One of our most important wildlife protection efforts is to combat poaching, which may claim more animals' lives in the United States than lawful sport hunting.
Here's an issue on which both animal advocates and hunters can agree. As Pennsylvania hunting writer Tom Venesky wrote in a recent column:
"Poaching is the lowest of the low when it comes to crimes against wildlife. Considering that the Humane Society touts itself as an animal protection organization and hunting is a sport steeped in ethics, neither group wants to see a trophy bear or any other animal wasted by a poacher's gun."
"The Humane Society is doing its part," Venesky added. "This year, the organization has posted rewards for 25 poaching cases across the country for a total of $62,500. Those cases include bears, eagles, deer, turtles, elk, javelina, porcupines, hawks and mountain lions. Five of those cases happened right here in Pennsylvania.
"Conversely, I have yet to see a statewide or national hunting organization put up a reward for a poaching case, something that's quite puzzling."
Indeed, we welcome the opportunity to work with hunters on this issue, especially those sincerely interested in cracking down on wildlife crimes.
But there is a small-mindedness among too many within the hunting fraternity, and there's no better example than the controversy playing out right now in Wisconsin.

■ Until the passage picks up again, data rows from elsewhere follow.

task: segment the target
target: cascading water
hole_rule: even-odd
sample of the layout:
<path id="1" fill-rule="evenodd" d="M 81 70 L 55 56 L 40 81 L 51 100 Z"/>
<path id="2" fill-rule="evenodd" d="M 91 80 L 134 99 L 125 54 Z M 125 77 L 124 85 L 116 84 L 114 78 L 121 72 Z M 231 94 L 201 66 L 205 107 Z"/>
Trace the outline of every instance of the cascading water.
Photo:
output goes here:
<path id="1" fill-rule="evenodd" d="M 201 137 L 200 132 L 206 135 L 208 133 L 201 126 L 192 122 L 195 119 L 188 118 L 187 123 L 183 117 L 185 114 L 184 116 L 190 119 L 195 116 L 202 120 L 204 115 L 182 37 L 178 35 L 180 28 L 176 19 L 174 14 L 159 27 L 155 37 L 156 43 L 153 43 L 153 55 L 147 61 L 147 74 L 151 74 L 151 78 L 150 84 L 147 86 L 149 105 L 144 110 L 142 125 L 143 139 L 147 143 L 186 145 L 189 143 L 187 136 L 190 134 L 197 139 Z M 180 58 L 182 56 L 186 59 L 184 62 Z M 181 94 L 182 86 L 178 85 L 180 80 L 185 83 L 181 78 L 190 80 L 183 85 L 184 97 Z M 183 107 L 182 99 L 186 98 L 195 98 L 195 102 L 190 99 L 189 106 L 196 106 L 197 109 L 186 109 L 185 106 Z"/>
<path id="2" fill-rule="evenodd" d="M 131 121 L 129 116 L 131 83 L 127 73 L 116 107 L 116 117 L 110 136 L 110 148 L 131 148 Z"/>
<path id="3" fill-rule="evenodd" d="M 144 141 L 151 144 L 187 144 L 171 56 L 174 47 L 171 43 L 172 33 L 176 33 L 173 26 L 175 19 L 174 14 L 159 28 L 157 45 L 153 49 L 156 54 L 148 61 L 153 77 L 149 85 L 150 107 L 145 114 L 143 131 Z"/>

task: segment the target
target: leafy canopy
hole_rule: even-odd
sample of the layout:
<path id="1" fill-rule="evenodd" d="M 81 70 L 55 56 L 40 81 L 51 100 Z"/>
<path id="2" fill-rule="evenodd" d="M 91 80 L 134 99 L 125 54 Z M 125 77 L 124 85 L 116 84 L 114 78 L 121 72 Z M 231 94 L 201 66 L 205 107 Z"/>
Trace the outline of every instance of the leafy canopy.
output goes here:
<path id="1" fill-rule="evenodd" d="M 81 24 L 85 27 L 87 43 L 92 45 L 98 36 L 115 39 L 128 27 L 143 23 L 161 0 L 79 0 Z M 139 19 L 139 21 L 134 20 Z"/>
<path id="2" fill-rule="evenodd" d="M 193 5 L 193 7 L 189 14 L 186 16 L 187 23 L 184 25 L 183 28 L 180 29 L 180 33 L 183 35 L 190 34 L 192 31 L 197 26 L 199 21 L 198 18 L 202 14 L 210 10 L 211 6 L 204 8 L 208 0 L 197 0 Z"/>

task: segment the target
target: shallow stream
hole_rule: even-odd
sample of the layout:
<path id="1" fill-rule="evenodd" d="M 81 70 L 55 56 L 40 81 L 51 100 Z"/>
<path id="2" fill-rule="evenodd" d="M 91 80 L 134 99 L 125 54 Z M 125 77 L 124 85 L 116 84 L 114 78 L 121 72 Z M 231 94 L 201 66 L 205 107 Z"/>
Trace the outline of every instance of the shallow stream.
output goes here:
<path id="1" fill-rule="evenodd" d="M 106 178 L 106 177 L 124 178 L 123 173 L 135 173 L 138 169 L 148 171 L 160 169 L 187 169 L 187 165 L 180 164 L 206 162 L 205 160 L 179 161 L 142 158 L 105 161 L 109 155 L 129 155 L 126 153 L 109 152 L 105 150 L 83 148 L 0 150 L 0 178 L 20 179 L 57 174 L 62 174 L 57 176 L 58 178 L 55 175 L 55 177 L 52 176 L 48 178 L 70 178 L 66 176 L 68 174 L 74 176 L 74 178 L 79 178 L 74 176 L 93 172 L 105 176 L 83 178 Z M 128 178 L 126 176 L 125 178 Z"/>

In that state, the HSUS and the Wisconsin Department of Natural Resources are collaborating on a public awareness campaign urging citizens to leave juvenile wildlife in the wild, unless they are in obvious distress and would benefit from removal and treatment at a wildlife care center.
Hunting groups rarely if ever address this issue, and the Wisconsin DNR has been strapped for cash. So the HSUS stepped in to help, and the advertising campaign we've helped to fund doesn't even invoke our good name.
In response, a few advocates of the hunting lobby and their allies in the state legislature and in the outdoor press have called, in the most knee-jerk way, for the DNR to terminate the joint awareness program, even though they claim to agree with the message of the campaign. "A partnership like this, even on a non-controversial issue, has the risk to be seen as an endorsement of the HSUS in general," said George Meyer, executive director of the Wisconsin Wildlife Federation and former head of the DNR. The most absurd reaction to date came from Republican State Sen. Neal Kedzie who said that the HSUS had "penetrated" and "infiltrated" the DNR.
Mr. Meyer and Sen. Kedzie protest too much. The HSUS opposes cruel traps, and we work only to combat the most inhumane forms of hunting, such as bear baiting or canned hunts. But this measure has nothing to do with hunting -- it is about leaving wildlife in the wild and not picking up baby animals during the birthing season just because you don't see their mother around.
Most hunting groups do quite little to combat poaching, or protecting newborn wildlife. My advice is these outfits just stay out of the way when other groups, including the HSUS, choose to step in to address those issues and to protect wildlife.
The good people of Wisconsin, like the rest of us, remember only too well the era of McCarthyism and the red-baiting that occurred back then. Sen. Kedzie sounds like a chip off the old block. This is baiting of another sort, and it's not becoming to any of the critics of an important and beneficial public awareness campaign.